Thrombin in Pregnancy and Preeclampsia: Expression, Localization and Vasoactivity in Brain and Microvessels from Rats

Author:

O’Brien Olivia M.12,Tremble Sarah M.2,Kropf Ari2,Cipolla Marilyn J.1234

Affiliation:

1. Department of Electrical and Biomedical Engineering, University of Vermont College of Engineering and Mathematical Sciences, Burlington, VT, USA

2. Department of Neurological Sciences, University of Vermont Larner College of Medicine, Burlington, VT, USA

3. Department of Obstetrics, Gynecology and Reproductive Sciences, University of Vermont Larner College of Medicine, Burlington, VT, USA

4. Department of Pharmacology, University of Vermont Larner College of Medicine, Burlington, VT, USA

Abstract

Thrombin is a coagulation factor increased in pregnancy and further increased in preeclampsia (PE), a hypertensive disorder. Thrombin is also expressed in brain and may have a nonhemostatic role. We characterized thrombin expression and vasoactivity in brain cerebral parenchymal arterioles (PAs) in rat models of pregnancy and PE. PAs were isolated and pressurized from nonpregnant (NP), late-pregnant (LP) rats and rats with experimental preeclampsia (ePE). Reactivity to thrombin (1-50 U/mL) was measured in the absence and presence of inhibition of cyclooxygenase (COX) and nitric oxide synthase (NOS). Plasma levels of prothrombin, thrombin-antithrombin (TAT), tissue plasminogen activator, and plasminogen activator inhibitor-1 (PAI-1) and cerebrospinal fluid (CSF) levels of TAT were compared via ELISA. Expression of protease-activated receptor (PAR) types 1 and 2 in PAs were measured by Western blot and immunohistochemistry.
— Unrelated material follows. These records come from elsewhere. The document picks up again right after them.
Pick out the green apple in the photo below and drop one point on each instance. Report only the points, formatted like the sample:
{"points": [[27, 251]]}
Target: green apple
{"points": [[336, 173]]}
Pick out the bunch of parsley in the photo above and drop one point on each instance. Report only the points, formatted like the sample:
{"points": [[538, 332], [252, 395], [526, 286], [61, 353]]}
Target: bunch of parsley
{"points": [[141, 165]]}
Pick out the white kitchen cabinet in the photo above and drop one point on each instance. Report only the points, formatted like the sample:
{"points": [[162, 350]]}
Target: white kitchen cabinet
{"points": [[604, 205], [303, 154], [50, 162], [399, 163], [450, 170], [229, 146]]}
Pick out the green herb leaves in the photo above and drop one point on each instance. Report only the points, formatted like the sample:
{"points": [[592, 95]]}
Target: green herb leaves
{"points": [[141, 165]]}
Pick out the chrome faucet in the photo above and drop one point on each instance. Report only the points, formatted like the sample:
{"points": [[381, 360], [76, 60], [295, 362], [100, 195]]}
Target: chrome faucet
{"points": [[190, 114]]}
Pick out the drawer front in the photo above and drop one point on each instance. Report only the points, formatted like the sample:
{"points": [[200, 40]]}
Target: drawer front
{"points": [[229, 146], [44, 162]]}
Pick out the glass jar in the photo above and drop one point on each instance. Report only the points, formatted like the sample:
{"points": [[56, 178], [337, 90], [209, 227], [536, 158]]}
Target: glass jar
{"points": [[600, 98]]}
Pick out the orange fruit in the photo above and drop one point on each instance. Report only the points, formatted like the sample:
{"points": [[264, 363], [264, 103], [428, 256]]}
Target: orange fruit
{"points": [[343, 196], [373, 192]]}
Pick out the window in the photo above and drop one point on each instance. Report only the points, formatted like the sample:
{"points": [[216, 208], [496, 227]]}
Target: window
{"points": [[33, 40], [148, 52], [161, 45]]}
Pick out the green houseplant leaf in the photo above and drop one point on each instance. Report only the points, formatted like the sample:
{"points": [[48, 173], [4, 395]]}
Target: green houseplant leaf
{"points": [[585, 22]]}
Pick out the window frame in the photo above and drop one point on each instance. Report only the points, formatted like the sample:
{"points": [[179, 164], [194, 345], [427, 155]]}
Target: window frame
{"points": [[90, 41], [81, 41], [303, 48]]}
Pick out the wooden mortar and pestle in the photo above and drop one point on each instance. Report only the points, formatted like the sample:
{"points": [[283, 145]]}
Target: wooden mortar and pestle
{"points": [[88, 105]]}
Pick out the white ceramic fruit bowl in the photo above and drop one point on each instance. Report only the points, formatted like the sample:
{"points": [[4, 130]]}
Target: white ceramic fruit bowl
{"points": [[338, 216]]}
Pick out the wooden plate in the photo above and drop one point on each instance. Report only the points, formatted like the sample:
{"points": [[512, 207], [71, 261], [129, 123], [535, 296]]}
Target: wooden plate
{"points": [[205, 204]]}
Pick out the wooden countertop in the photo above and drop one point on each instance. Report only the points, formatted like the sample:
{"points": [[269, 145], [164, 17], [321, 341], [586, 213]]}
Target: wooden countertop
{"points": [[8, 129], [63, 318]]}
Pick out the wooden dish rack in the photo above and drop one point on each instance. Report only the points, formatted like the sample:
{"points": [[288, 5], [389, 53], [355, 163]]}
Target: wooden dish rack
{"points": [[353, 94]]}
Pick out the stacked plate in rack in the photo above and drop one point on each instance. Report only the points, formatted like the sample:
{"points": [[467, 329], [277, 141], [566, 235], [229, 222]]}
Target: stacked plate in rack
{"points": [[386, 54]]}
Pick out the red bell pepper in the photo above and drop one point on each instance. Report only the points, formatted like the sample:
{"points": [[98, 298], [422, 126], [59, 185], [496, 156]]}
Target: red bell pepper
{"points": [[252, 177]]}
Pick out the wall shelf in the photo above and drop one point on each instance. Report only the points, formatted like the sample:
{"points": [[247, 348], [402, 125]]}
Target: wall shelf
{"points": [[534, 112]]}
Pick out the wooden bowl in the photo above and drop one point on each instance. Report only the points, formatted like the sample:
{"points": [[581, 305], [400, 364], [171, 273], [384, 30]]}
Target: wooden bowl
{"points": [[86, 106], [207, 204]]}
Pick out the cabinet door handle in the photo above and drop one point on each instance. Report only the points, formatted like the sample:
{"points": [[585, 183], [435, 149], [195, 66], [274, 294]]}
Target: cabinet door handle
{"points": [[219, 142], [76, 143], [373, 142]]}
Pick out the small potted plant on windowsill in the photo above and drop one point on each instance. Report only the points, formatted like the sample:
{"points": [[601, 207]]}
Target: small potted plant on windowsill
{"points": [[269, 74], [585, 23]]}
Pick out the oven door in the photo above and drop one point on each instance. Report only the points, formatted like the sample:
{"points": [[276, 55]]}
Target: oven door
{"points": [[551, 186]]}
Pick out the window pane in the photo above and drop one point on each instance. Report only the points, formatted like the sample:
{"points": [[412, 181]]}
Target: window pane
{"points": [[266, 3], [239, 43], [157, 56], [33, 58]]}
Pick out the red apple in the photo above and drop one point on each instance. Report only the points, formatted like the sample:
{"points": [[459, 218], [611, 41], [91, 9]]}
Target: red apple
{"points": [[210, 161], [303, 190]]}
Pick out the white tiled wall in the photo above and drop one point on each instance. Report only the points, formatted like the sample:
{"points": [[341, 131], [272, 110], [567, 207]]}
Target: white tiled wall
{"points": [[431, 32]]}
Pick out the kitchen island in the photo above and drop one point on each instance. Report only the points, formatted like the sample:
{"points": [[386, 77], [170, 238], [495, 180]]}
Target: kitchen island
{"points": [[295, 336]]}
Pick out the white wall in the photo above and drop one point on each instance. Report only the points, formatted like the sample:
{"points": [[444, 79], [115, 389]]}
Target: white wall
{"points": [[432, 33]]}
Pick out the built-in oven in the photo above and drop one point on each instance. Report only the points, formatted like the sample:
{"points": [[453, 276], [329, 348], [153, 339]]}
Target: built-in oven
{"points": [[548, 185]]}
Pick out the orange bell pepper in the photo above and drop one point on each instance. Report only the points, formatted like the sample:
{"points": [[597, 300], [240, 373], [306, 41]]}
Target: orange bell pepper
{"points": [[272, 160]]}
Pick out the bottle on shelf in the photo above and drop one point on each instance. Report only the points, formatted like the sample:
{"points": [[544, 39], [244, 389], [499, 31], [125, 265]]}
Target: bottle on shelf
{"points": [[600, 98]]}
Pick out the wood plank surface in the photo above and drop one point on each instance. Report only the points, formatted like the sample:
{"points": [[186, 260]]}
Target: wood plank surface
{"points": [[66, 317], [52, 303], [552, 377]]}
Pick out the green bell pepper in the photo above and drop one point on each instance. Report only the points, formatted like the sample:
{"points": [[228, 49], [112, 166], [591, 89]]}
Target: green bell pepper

Neuronal thrombin expression was quantified in brains from all groups by immunohistochemistry. Prothrombin and TAT were elevated in ePE plasma compared to NP and LP. TAT was detected in CSF from all groups and significantly elevated in LP (NP: 0.137±0.014 ng/mL, LP: 0.241±0.015 ng/mL, ePE: 0.192±0.028 ng/mL; p<0.05). Thrombin caused modest vasoconstriction in PAs from all groups regardless of COX or NOS inhibition. PAR1 and PAR2 were found in PAs from all groups co-localized to smooth muscle. Thrombin expression in central neurons was decreased in both LP and ePE groups compared to NP. These findings suggest a role for thrombin and other hemostatic changes during pregnancy and PE beyond coagulation.

Funder

National Institute of Neurological Disorders and Stroke

Publisher

Ovid Technologies (Wolters Kluwer Health)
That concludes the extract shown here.